Right now, none, seeing as I'm treating Phoebe with kanaplex and after that I'll treat her for the velvet. I just want to know because I'm assembling my betta aid kit, and I think that'd be pretty useful to have on hand, especially since in a few weeks I'll start getting girls for my sorority and I'll have to qt them for a month to keep a look out for possible illnesses to be treated.

I'm just curious so that I'll have the proper information when i need it.


----------



## small fry (Oct 14, 2010)

Good job! Being prepared for diesases is one of the best things you can do for your fish. Hopefully, with good water quality, you wont have to use your meds often, but even experts get sick bettas.


----------



## JKfish (Apr 8, 2010)

Thanks. I know clean water typically does the trick, but it's aways good to be prepared.

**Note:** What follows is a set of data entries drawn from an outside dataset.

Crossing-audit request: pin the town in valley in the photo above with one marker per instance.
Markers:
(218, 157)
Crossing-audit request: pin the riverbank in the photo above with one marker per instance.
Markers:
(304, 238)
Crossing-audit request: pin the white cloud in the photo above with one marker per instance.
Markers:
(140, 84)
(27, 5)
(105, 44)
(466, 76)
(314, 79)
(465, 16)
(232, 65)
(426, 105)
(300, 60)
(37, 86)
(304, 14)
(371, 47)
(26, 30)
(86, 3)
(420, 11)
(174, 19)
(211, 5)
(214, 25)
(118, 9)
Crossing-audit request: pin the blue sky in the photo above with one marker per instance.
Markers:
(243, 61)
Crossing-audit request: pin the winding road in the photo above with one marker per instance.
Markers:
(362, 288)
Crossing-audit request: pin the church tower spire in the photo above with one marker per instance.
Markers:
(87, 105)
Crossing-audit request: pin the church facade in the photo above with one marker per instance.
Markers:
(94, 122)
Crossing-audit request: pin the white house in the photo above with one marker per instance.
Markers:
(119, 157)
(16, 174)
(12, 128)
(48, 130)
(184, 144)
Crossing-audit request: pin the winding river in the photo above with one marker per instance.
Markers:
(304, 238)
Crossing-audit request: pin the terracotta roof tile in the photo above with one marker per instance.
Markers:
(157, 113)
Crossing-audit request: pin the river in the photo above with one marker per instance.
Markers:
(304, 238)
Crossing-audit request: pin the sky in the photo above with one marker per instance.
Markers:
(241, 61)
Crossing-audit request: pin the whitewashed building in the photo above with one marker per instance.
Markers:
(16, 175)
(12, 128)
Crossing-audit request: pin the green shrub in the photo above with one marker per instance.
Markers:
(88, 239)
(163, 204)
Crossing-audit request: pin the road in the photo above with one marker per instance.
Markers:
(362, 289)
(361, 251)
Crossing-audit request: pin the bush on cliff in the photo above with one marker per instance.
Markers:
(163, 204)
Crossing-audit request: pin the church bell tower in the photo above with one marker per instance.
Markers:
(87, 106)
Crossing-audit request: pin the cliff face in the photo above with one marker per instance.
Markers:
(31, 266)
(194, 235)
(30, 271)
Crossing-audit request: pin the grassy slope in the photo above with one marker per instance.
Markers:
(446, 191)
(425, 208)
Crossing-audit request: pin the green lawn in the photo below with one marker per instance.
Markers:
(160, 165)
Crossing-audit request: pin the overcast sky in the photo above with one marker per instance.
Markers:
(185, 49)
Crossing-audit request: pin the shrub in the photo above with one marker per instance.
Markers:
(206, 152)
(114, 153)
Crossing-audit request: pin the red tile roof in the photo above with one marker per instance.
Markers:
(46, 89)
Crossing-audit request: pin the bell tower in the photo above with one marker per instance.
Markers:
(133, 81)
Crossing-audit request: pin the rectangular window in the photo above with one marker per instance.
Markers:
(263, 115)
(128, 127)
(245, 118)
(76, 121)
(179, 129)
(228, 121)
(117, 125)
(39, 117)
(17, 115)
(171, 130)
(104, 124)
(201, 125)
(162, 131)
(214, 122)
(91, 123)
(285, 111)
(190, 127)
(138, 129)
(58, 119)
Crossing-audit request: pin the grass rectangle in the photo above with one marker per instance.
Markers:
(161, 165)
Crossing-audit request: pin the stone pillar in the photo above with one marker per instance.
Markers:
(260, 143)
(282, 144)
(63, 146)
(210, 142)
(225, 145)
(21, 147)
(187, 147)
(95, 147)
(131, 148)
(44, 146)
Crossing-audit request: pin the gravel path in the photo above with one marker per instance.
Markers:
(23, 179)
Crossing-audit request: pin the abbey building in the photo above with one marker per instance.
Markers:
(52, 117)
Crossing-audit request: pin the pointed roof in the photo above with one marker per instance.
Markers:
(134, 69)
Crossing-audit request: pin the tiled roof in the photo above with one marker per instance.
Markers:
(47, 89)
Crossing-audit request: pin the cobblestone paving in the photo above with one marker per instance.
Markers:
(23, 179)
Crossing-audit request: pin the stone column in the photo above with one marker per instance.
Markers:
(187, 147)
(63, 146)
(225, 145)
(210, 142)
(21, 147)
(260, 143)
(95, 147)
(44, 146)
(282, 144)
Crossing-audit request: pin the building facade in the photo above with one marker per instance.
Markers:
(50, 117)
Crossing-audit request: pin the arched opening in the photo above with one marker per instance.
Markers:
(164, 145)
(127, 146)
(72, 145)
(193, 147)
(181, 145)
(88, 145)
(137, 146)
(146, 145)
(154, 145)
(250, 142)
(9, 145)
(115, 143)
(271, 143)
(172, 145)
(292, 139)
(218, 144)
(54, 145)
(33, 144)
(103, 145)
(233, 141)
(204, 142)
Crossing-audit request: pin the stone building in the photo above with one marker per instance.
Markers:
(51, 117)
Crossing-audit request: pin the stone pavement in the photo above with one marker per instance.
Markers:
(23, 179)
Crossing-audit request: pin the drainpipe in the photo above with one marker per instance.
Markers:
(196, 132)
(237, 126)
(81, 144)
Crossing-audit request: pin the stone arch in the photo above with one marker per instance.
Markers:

If anyone has the answer, please tell


----------



## Oldfishlady (Mar 1, 2010)

Short answer....gram negative and gram positive bacteria just refer to the type of bacteria by gram stains and the medication that is effective in the treatment-lots of different bacteria/pathogens- both good and bad that are in the water, on the fish, inside the fish...not every antibiotic will be effective against every bacteria/pathogen-just as antibiotics can't tell the difference between good and bad bacteria/pathogens- so antibiotics kill all of them-good and bad that the antibiotic is designed to kill-be it gram neg or gram pos bacteria-this often includes the good bacteria that is responsible for the nitrogen cycle, the antibodies that keep the fish and water healthy...etc.....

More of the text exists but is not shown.